The day began at the Red River College's Stevenson aircraft hangar, where the royal couple joined the Harpers.
Charles and Camilla took turns throwing paper airplanes folded by children and were presented with a tiny aviator's jacket for their grandson, Prince George.
In a speech, Charles observed that things are different in the province from when he last visited in 1996, but one thing remains the same.
"What has most assuredly not changed is the vitality of this province and the optimism for Canada's future," he said.
A pilot in the air force in his younger years, the prince paid tribute to those who can fix planes.
"I have a very determined admiration — respect — for those marvellous engineers who can actually take these things apart and put them back together again, usually after a pilot had broken them or done something awful to them."
Charles did not mention remarks he reportedly made earlier in the trip comparing Russian president Valdimir Putin's actions in Ukraine to Adolf Hitler.
Britain's Daily Mail said Charles made the comment during a visit to the Canadian Museum of Immigration in Halifax.

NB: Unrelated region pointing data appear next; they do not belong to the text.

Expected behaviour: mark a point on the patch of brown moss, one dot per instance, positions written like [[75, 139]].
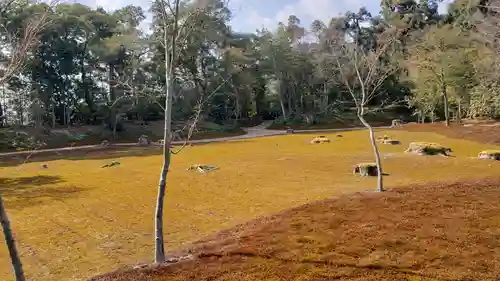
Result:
[[430, 232]]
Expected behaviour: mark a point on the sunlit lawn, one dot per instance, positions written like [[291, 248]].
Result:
[[75, 219]]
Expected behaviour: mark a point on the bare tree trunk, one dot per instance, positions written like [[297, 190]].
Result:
[[283, 109], [11, 245], [53, 117], [169, 60], [446, 106], [373, 141]]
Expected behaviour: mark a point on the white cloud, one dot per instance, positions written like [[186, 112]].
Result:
[[306, 10]]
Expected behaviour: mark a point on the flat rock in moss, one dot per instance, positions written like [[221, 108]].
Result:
[[428, 148], [202, 168], [365, 169], [112, 164], [489, 154], [390, 141], [320, 139]]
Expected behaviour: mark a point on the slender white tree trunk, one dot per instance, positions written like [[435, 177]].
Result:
[[373, 141], [159, 236], [11, 244]]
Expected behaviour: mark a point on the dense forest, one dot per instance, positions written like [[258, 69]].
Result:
[[91, 66]]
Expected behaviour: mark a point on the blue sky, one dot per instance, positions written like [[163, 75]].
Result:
[[249, 15]]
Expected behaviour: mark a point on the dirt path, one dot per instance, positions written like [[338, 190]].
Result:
[[251, 132]]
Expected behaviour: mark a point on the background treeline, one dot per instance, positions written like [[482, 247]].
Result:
[[99, 67]]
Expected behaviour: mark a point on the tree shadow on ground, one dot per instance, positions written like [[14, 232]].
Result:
[[83, 154], [97, 153], [22, 192]]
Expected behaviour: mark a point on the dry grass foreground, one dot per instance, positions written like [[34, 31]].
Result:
[[74, 219], [403, 234]]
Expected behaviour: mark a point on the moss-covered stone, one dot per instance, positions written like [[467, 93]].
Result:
[[489, 154], [202, 168], [320, 139], [390, 141], [366, 169], [428, 148], [396, 122]]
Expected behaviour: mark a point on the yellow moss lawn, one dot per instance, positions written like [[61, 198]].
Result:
[[74, 219]]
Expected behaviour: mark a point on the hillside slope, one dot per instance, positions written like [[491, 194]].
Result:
[[439, 232]]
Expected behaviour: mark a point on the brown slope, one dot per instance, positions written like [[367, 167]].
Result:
[[488, 132], [435, 232]]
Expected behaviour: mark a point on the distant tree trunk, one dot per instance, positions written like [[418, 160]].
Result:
[[282, 103], [11, 244], [112, 99], [53, 116], [373, 141], [169, 79]]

The newspaper quoted museum volunteer Marienne Ferguson, who said her Jewish family fled to Canada from Poland as the German army approached ahead of the Second World War.
It quoted Ferguson as saying she told Charles about her family background and that the prince then said to her: "And now Putin is doing just about the same as Hitler."
The Canadian Press could not reach Ferguson for comment.
The prince was to speak at the legislature Wednesday evening at an Order of Manitoba investiture held just before a farewell ceremony for him and his wife.